Fuernau G, Beck J, Thiele H et al. Keywords: Acute Coronary Syndromes, Heart Failure and Cardiomyopathies, Invasive Cardiovascular Angiography and Intervention, Acute Heart Failure, Interventions and ACS

ABSTRACT


BACKGROUND - Experimental trials suggest improved outcome by mild therapeutic hypothermia for cardiogenic shock following acute myocardial infarction. The objective of this study was to investigate hemodynamic effects of mild therapeutic hypothermia in patients with cardiogenic shock complicating acute myocardial infarction.
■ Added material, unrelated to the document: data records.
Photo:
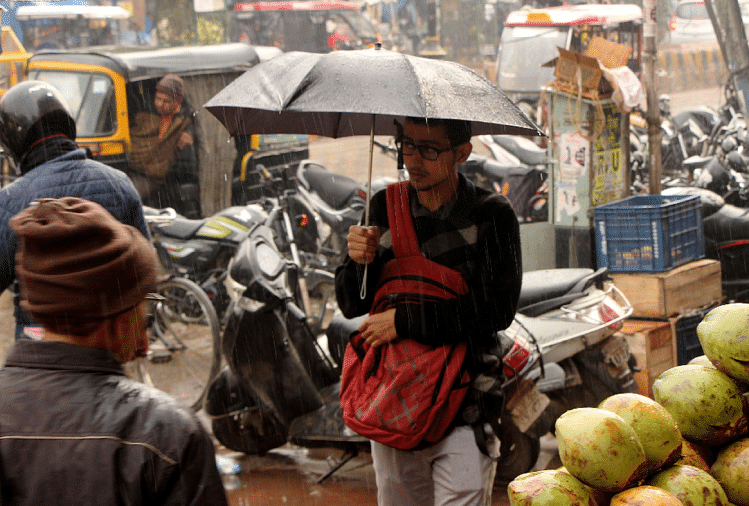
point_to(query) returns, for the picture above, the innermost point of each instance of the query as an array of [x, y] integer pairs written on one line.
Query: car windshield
[[90, 96], [304, 30], [522, 51], [689, 10]]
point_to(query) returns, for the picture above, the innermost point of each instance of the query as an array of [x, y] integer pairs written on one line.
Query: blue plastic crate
[[649, 233]]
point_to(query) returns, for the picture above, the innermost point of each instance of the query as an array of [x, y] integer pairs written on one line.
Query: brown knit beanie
[[77, 264], [173, 85]]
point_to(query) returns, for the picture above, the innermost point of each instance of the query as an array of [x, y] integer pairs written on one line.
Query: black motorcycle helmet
[[30, 111]]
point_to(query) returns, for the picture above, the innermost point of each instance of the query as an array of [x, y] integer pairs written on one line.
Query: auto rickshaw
[[105, 90]]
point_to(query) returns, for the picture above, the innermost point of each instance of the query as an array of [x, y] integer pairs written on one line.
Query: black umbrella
[[361, 92]]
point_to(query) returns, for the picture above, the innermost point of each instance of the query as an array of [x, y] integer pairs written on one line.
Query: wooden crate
[[666, 294], [653, 345]]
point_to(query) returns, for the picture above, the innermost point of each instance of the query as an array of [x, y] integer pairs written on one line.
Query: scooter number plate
[[527, 404]]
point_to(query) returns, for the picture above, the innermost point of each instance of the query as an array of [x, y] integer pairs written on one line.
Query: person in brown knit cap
[[76, 430], [163, 159]]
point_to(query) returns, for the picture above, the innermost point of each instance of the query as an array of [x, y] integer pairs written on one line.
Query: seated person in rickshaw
[[163, 160]]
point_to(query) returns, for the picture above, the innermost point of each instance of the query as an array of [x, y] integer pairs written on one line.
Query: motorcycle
[[339, 202], [201, 249], [566, 326], [282, 381], [518, 171], [726, 228], [280, 384]]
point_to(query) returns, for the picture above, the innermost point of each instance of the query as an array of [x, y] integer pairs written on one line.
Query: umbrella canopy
[[361, 92]]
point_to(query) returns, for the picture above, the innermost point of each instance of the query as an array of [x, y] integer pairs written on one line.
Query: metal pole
[[725, 16], [653, 116]]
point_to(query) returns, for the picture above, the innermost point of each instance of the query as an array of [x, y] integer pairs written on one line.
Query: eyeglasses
[[426, 152]]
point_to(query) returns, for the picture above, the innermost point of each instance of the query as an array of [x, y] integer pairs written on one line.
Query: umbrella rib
[[416, 79]]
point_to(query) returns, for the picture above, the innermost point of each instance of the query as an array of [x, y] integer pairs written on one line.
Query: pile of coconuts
[[688, 446]]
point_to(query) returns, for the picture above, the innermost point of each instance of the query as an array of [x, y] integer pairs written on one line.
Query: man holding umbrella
[[467, 229]]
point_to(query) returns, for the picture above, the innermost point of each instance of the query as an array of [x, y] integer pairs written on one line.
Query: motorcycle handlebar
[[295, 311]]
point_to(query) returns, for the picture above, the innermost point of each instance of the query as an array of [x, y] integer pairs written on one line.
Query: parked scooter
[[201, 249], [517, 171], [281, 383], [570, 316], [339, 202], [726, 239]]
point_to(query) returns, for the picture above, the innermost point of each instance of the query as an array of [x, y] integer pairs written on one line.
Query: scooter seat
[[180, 228], [334, 189], [549, 284], [525, 150]]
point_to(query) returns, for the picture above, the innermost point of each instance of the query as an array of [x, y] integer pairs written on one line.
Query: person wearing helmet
[[38, 132]]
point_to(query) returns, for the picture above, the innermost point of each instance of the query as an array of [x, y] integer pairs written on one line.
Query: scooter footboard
[[578, 325]]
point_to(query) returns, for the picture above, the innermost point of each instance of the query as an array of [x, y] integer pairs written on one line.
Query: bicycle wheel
[[184, 350]]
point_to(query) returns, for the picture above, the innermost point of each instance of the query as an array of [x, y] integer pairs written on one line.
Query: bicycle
[[184, 353]]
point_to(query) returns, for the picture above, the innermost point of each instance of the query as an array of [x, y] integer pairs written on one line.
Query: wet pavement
[[288, 476]]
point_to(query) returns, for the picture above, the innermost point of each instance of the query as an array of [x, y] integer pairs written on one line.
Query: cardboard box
[[666, 294], [652, 344], [582, 72]]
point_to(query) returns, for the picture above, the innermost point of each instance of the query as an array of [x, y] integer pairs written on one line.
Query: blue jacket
[[69, 175]]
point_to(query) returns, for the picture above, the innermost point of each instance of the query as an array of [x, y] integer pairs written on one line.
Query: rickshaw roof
[[71, 12], [295, 6], [584, 14], [149, 64]]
METHODS - Patients (n=40) with cardiogenic shock undergoing primary percutaneous coronary intervention without classical indication for mild therapeutic hypothermia underwent randomization in a 1:1 fashion to mild therapeutic hypothermia for 24 h or control. The primary endpoint was cardiac power index at 24 h; secondary endpoints included other hemodynamic parameters as well as serial measurements of arterial lactate.


RESULTS - No relevant differences were observed for the primary endpoint cardiac power index at 24 h (mild therapeutic hypothermia vs. control: 0.41 [interquartile range 0.31-0.52] vs. 0.36 [inter-quartile range 0.31-0.48] W/m2; p=0.50, median difference -0.025 [95% confidence interval -0.12 to 0.06 W/m2]). Similarly, all other hemodynamic measurements were not statistically different. Arterial lactate levels at 6, 8 and 10 hours were significantly higher in patients in the MTH group with a slower decline (p for interaction 0.03). There were no differences in 30-day mortality: (60 vs. 50%, hazard ratio 1.27 [95% confidence interval 0.55-2.94]; p=0.55).


CONCLUSIONS - In this randomized trial mild therapeutic hypothermia failed to show a substantial beneficial effect in patients with cardiogenic shock after acute myocardial infarction on cardiac power index at 24 h.


CLINICAL TRAIL REGISTRATION - URL: www.clinicaltrials.gov Unique Identifier: NCT01890317.